By George Grantham Bain Collection, via Wikimedia Commons
In the farming communities around St. Louis, women not only sewed the family’s clothes, they made the fabric. And the lye soap to wash it, boiling laundry in a tub and lifting it out with a stick. They gardened, cooked, canned, tended the sick, prepared their loved ones’ bodies for burial.
As part of a Smithsonian traveling exhibit on “The Way We Work,” Sue Oerter interviewed dozens of elderly residents of Monroe County about women’s work. She also culled from books like The American Frugal Housewife, dedicated, in 1844, “to those who are not ashamed of economy.”
Locally, one remedy for a cold was loaf sugar and brandy; for cough, grease and turpentine rubbed on your chest; for an earache, blowing smoke into the ear. Wounds were treated by placing warmed soaked bread on top. Every woman Oerter interviewed remembered the same family tradition: laundry was done on Monday.
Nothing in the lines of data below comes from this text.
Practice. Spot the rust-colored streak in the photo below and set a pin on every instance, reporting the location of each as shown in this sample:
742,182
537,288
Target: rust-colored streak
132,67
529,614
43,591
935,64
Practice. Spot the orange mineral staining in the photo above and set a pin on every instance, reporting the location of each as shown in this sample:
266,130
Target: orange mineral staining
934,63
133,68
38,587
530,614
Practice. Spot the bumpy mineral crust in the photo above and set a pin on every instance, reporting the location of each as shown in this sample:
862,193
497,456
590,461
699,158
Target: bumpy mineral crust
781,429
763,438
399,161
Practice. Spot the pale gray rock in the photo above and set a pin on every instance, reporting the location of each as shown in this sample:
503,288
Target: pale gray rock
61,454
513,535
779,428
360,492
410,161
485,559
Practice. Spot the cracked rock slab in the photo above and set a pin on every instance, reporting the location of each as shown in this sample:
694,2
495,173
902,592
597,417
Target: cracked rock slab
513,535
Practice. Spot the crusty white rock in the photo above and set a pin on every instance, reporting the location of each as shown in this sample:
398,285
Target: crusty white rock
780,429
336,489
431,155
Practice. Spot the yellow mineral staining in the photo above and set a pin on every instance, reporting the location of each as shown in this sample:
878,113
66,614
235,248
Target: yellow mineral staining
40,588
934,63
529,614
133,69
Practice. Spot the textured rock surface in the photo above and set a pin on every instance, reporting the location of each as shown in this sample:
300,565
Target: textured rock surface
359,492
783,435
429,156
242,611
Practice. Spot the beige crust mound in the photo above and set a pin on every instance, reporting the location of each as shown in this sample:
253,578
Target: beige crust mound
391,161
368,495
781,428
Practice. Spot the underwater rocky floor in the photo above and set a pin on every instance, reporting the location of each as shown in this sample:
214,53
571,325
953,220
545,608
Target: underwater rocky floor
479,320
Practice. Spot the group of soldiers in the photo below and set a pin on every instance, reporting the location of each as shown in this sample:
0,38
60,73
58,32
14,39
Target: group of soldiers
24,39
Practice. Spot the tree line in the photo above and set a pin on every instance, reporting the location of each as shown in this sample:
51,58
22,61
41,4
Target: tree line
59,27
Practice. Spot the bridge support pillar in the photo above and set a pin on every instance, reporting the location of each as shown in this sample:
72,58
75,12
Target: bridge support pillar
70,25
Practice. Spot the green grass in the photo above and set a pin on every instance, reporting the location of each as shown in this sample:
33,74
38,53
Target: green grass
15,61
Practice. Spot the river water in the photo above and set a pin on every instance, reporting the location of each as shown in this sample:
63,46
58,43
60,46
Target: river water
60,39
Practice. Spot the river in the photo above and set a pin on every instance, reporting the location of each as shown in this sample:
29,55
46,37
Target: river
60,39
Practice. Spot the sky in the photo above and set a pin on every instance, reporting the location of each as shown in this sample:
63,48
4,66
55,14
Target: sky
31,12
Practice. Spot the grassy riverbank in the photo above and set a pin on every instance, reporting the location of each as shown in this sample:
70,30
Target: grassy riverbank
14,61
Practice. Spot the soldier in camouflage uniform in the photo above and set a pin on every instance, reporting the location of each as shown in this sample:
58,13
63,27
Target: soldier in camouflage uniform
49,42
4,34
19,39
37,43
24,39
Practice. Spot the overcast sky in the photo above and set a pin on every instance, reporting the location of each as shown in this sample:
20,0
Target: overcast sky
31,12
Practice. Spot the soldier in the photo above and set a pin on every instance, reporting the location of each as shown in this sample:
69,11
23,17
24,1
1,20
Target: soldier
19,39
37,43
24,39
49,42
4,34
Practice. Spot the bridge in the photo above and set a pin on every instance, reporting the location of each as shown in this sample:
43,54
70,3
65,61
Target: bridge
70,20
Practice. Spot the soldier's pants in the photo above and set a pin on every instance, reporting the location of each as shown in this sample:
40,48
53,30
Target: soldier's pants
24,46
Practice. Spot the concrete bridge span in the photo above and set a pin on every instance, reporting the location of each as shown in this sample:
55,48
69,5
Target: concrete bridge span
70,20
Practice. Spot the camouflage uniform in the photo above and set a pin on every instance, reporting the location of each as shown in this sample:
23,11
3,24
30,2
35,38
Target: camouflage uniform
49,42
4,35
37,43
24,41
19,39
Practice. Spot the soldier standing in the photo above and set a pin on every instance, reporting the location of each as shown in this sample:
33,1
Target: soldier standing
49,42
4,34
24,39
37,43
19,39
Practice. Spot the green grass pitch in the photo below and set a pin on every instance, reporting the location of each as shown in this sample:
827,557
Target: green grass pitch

The usual schedule that followed: ironing on Tuesday, cleaning on Wednesday and Thursday, baking on Friday and Saturday. They spoke of children having one outfit for school, one for church, and a nightgown. Last year’s good clothes became this year’s “at home” clothes, and when they were too worn to wear at home, they were re-used to make towels, quilts, aprons and much more, with the doubled fabric for collars and cuffs saved to use for mending.
Much of a woman’s life was spent doing work “that perished with the usin’,” as one writer put it.
And yet, it’s still remembered.
Oerter will repeat her presentation at 1:30 p.m. on June 24, at the Monroe County History Museum in Waterloo, Ill.